High court won#039;t hear funding case

Published 12:00 am Tuesday, October 21, 2003

From wire and staff reports

COLUMBUS, Ohio (AP) - The U.S. Supreme Court has declined to hear school districts' appeal of Ohio's long-running lawsuit over the funding of schools, quietly ending a legal fight that led the state to spend billions of extra dollars on schools over the past decade.

The court on Monday without comment denied a request by the Coalition for Equity & Adequacy in School Funding to file a federal appeal of the lawsuit filed in 1991.

Email newsletter signup

The coalition's leader called the decision devastating and promised to keep the funding issue alive in the state courts.

''Today's decision cannot mark the end of the fight for justice for Ohio's schoolchildren,'' said William Phillis, the coalition's executive director.

Gov. Bob Taft, a Republican, said the decision ends the 12-year-old case but said Ohio's school-funding system needs to be improved. A committee he created to examine the system is expected to recommend changes next year.

In May, the Ohio Supreme Court ruled 5-2 to end the case, ordered state officials to fix the system, but then gave up jurisdiction in the case and blocked any further action in the state court system.

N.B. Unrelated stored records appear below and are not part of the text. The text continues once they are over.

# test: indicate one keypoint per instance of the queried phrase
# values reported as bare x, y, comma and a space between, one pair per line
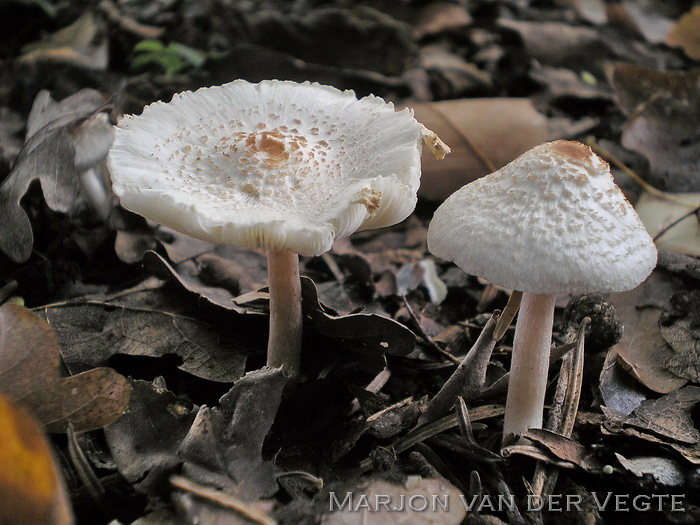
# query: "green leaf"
189, 54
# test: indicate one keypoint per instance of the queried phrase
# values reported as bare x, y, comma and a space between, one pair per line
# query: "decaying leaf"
565, 449
94, 331
663, 470
620, 391
668, 417
500, 128
642, 351
664, 118
369, 334
662, 215
681, 330
31, 488
369, 495
224, 445
557, 43
49, 154
145, 441
82, 44
29, 374
686, 34
642, 17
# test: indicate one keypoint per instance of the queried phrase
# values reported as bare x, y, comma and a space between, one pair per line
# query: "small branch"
469, 377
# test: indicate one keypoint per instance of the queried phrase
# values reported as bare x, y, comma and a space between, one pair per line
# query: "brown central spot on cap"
270, 147
571, 149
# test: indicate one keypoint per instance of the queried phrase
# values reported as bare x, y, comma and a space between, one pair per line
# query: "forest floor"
141, 351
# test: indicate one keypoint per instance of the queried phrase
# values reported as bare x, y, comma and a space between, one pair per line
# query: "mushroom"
552, 221
284, 166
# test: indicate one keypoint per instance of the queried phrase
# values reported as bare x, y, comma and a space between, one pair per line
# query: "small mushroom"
284, 166
552, 221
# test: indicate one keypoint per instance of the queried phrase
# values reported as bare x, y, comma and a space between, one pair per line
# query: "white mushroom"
284, 166
552, 221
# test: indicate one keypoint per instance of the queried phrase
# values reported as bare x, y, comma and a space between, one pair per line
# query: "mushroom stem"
530, 364
284, 344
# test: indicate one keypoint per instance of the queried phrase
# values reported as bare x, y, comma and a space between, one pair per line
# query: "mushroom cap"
551, 221
278, 164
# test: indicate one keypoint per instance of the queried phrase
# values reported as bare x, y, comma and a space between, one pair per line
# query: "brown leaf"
29, 374
643, 18
682, 331
669, 416
642, 351
224, 444
558, 43
501, 129
565, 449
686, 34
664, 116
88, 401
49, 154
370, 491
663, 215
145, 441
31, 488
94, 331
620, 391
82, 44
440, 17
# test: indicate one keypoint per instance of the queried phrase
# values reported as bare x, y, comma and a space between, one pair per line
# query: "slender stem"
530, 363
284, 344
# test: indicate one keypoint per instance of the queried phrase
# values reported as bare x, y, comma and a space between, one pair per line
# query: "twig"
591, 142
222, 499
429, 341
469, 377
674, 223
477, 151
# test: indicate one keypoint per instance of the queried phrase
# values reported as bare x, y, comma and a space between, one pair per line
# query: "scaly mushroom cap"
551, 221
277, 164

The coalition of about 500 schools wanted the U.S. Supreme Court to order the state Supreme Court to reopen the case so that Taft and lawmakers could be forced to comply with the state court's previous rulings to fix the funding system.

Symmes Valley Superintendent Tom Ben said he was not aware of the Supreme Court's decision until he was told about it by a Tribune reporter.

"This will be a setback. To what degree, I don't know yet," Ben said. "(The Coalition for Funding Equity and Adequacy) has made a tremendous impact on funding for schools in the last 12 years. I'm sure, though, that the coalition will regroup and determine what direction it needs to go in in the future."

Ben said the efforts of the coalition has resulted in more state money for improvement in districts such as his, improvements in school facilities, more money for supplies and professional development and other things that have led to better test scores and improved learning.

"Funding has to continue to flow, otherwise, this could have an effect on education," he said. "A lot of what has been accomplished is a direct result of the (coalition's) efforts."

The state court had ruled three times in five years that the state's educational system was unconstitutional because it created disparities between rich and poor districts.

The lack of a means to enforce those rulings, rather than specifics about Ohio's funding system, was the main issue before the U.S. Supreme Court.

As an example of how the school-funding fight affected districts, Eastern Local Schools in Meigs County in southeast Ohio spent $7,003 on each student last year and raised just 16.3 percent of the money from local residents.

By contrast, Bay Village in suburban Cleveland spent $9,622 on each student and raised 69 percent of the money from residents.

During the last two-year budget, Taft and lawmakers included an additional $1.4 billion in spending on education because of the court's rulings.